Belzoni donna au vendeur un exemplaire de son livre dédicacé au propriétaire de la librairie. Sa signature était suivie de trois points disposés en triangle.
— Monsieur Belzoni… Ravi de vous connaître ! Votre livre est un beau succès, les lecteurs sont passionnés. Quelles aventures vous avez vécues ! Je vous conduis au bureau du patron.
Empruntant un escalier en colimaçon, les deux hommes grimpèrent à l’étage.
— Patientez un instant, je vous prie.
L’attente fut brève, le vendeur introduisit le géant dans le bureau du libraire, un quinquagénaire alerte au grand front et aux yeux perçants.
La porte se referma.
— D’où venez-vous ? demanda James.
— D’un lieu hermétiquement clos où naît la lumière.
— Quel âge avez-vous ?
— Sept ans et plus.
— Savez-vous déchiffrer le secret ?
— Je ne sais ni lire ni écrire, mais nous partageons les lettres de la langue sacrée.
— Asseyez-vous, mon Frère. Heureux de vous accueillir.
Un vieux fauteuil gémit sous le poids du colosse.
— Quel est le nom de votre respectable loge ? demanda le libraire.
— Les Frères de Louxor.
Le libraire se gratta l’extrémité du nez.
— Ainsi elle existe vraiment… J’aurais parié le contraire ! En tout cas, elle n’a pas d’équivalent à Londres, et les autorités maçonniques ne la comptent pas parmi les loges régulièrement affiliées. Une telle indépendance n’est guère appréciée.

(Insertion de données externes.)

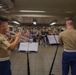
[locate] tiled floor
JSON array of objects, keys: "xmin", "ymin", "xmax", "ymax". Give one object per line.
[{"xmin": 11, "ymin": 46, "xmax": 71, "ymax": 75}]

— Dois-je comprendre que vous appartenez aux hautes sphères ?
— J’ai cet honneur.
— Ma loge travaille dans le plus grand secret. Subsister en Égypte n’est pas une sinécure, et la police du pacha n’apprécie pas les esprits libres.
— Depuis votre arrivée à Londres, avez-vous fréquenté un atelier ?
— Je n’en ai pas eu le temps, confessa Belzoni. S’imposer ici n’est pas facile, et j’ai tenté de voler de mes propres ailes. Le Vénérable m’ayant donné votre nom, j’ai osé vous importuner.
— En dépit des rigueurs administratives, indiqua James, je ne suis pas hostile à certaines formes de recherches, en dehors des sentiers battus. Malgré l’hostilité de quantité de francs-maçons, je demeure persuadé que l’Égypte est notre mère spirituelle. La transmission des travaux de votre loge serait essentielle. Acceptez-vous d’en parler à des Frères intéressés, sous le sceau du secret ?
— J’accepte.
— Votre présence est un appel à l’aide. Qu’espérez-vous ?
— Une mission officielle en Égypte et un appui pour obliger le British Museum à m’acheter un extraordinaire sarcophage d’albâtre.
— Ce ne sera pas facile, et je ne vous promets pas d’aboutir.
— Mon avenir en dépend, affirma Belzoni.
— J’agirai au mieux, mon Frère. Vous n’appartenez malheureusement pas aux cercles d’influence, et je devrai déployer des trésors d’éloquence.
— Ma connaissance du terrain ne plaide-t-elle pas en ma faveur ?
— Certainement. Rendez-vous à la librairie mercredi prochain, dix-neuf heures. Je vous emmènerai à ma loge.